Please keep your mails coming in to firstname.lastname@example.org
If you like, you can use this search thingy to find stuff that matches with any of the icons you pick, or use the fantastic free text search, Yay!
My Gram was born in Hastings in the 1880’s, moved to London as a young wife, then brought her two young daughters to California after losing her husband in WWI. We always had proper English tea at holiday dinners, but I didn’t much care for it. To entice me, Gram used to call to my attention the bubbles in my cup. “Ooooo-o-o-o—loook, you’re going to have lots of money coming your way….” I still didn’t like tea, much to Gram’s chagrin. But I do have Gram’s biscuit tin. I use it every Christmas when I load it up with homemade cookies—err, biscuits.
|Nicey replies: Hello Sue,
We have a special icon for tea bubbles and their associated wealth, and one for biscuit tins too. I think it's lovely that your Gram's old biscuit tin gets an outing at Christmas time.
As for Hastings I seem to remember from my trip there as a child that it has very tall wooden sheds covered in tar, which were something to do with fishing.
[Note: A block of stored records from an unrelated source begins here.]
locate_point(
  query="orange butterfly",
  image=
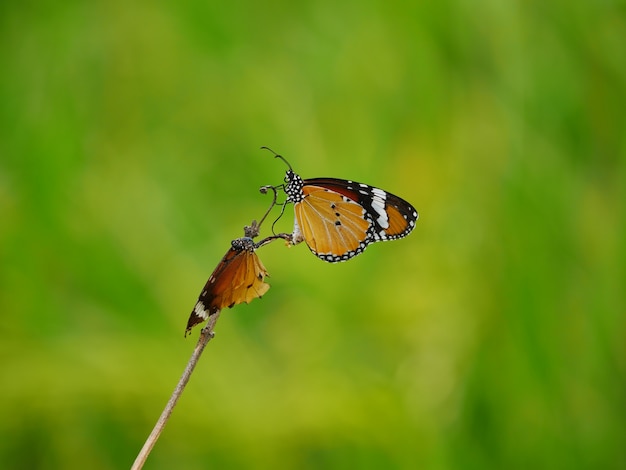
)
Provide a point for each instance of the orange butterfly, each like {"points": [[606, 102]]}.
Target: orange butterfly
{"points": [[238, 278], [338, 219]]}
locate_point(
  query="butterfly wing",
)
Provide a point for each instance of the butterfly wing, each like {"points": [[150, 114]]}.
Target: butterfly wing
{"points": [[334, 227], [339, 218], [239, 277], [392, 217]]}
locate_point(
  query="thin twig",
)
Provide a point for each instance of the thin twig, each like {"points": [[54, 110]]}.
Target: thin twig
{"points": [[206, 335]]}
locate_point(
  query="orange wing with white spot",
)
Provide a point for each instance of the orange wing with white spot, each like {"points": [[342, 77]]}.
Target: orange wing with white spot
{"points": [[338, 219], [239, 277]]}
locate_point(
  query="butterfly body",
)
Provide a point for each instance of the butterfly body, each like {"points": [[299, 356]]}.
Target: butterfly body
{"points": [[338, 219], [239, 277]]}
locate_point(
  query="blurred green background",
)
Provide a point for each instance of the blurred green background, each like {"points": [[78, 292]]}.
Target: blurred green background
{"points": [[492, 337]]}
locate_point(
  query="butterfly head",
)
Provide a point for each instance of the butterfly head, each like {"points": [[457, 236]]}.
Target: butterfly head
{"points": [[293, 186]]}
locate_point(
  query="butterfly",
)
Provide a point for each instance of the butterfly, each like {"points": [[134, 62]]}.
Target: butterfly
{"points": [[239, 277], [338, 218]]}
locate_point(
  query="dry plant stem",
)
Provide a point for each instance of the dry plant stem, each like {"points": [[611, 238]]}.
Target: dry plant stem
{"points": [[205, 336]]}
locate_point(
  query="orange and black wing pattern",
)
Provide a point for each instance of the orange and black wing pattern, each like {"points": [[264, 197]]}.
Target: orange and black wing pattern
{"points": [[338, 219], [239, 277]]}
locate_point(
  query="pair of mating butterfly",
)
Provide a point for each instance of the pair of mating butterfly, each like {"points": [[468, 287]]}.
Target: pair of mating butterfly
{"points": [[336, 218]]}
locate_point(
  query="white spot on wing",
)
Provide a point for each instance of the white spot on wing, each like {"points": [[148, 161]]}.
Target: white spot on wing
{"points": [[379, 198]]}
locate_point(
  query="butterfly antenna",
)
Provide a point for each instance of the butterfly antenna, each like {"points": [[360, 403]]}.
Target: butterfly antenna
{"points": [[264, 190], [278, 156], [282, 211]]}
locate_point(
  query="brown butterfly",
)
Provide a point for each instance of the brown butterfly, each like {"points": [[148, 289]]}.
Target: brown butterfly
{"points": [[338, 219], [239, 277]]}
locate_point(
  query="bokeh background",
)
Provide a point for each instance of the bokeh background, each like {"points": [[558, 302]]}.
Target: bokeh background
{"points": [[492, 337]]}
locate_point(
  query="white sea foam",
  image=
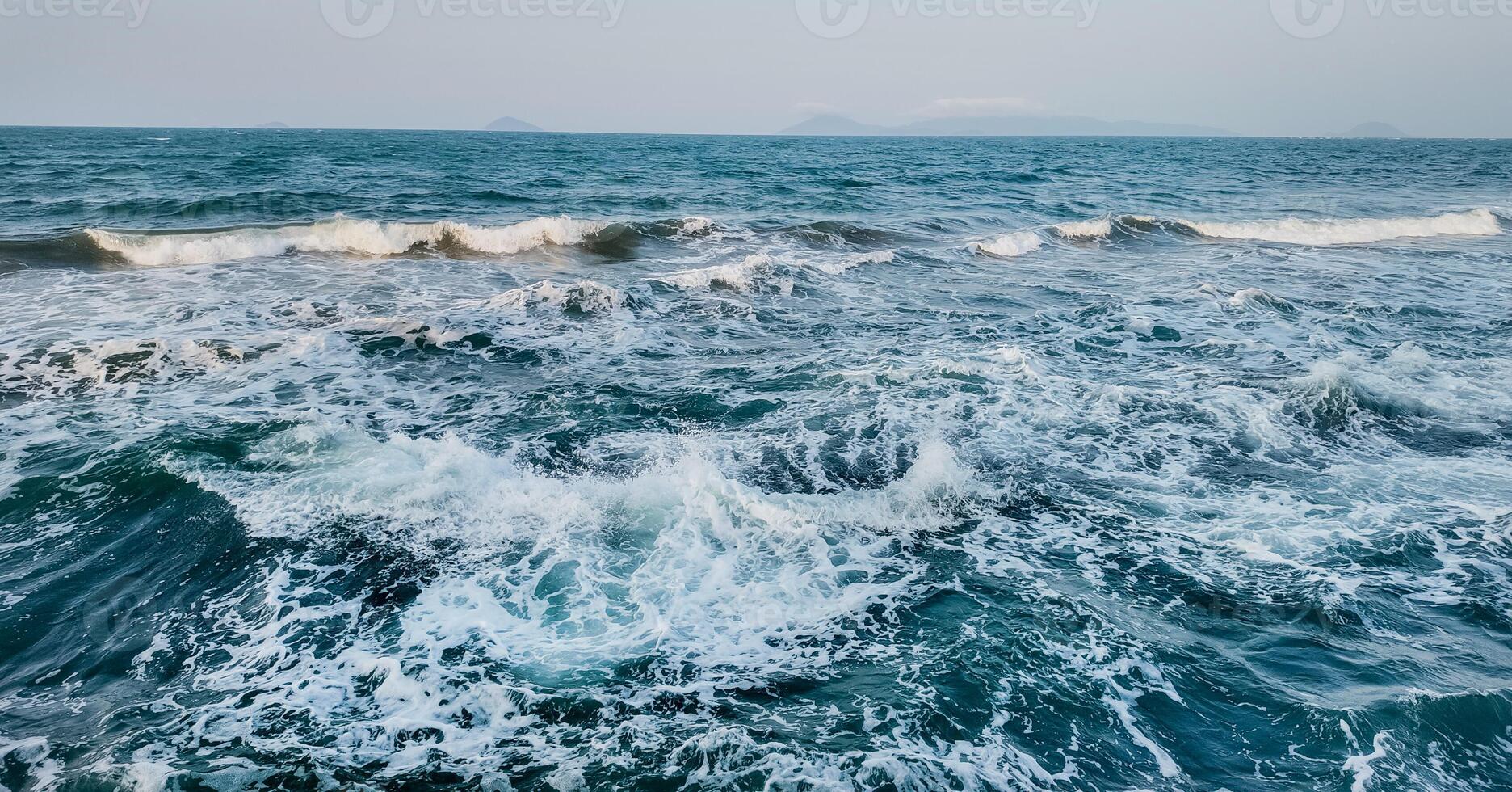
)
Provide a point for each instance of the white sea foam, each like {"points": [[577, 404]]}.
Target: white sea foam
{"points": [[717, 583], [1094, 229], [1350, 232], [587, 297], [743, 276], [1012, 245], [1359, 765], [341, 234], [846, 263]]}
||Just a note to follow-up on Hel Moo's mail about pouring tea out and replacing with cold water from the tap.|
My father has done this all his life, and I've never understood why. In fact, when I've brewed him a cup at home I feel vaguely insulted that my careful infusion of the leaves (well, ok, bag - but it's the thought that counts!) results in 25% being thrown away. He's thankfully never been so extreme as to throw away 50%. Neither has he ever satisfactorily answered me when I've asked him why.
Maybe it's subconscious throwback to a pagan ritual, to ensure that the tea is appropriately "monied", ensuring continuing good luck, or riches or whatever.
I should add, maybe it's worked - he's 75 and still driving coaches to and from coastal towns (don't worry folks - he takes an annual medical to ensure his capability) - and at least he prefers good caffs to pubs.....
Money is still around, yay! They told me I was mad! Thank heavens for your authority.
I'd like to bring to your attention something that has horrified me for some time. I'm not sure who started it, possibly someone with no time for a sit down.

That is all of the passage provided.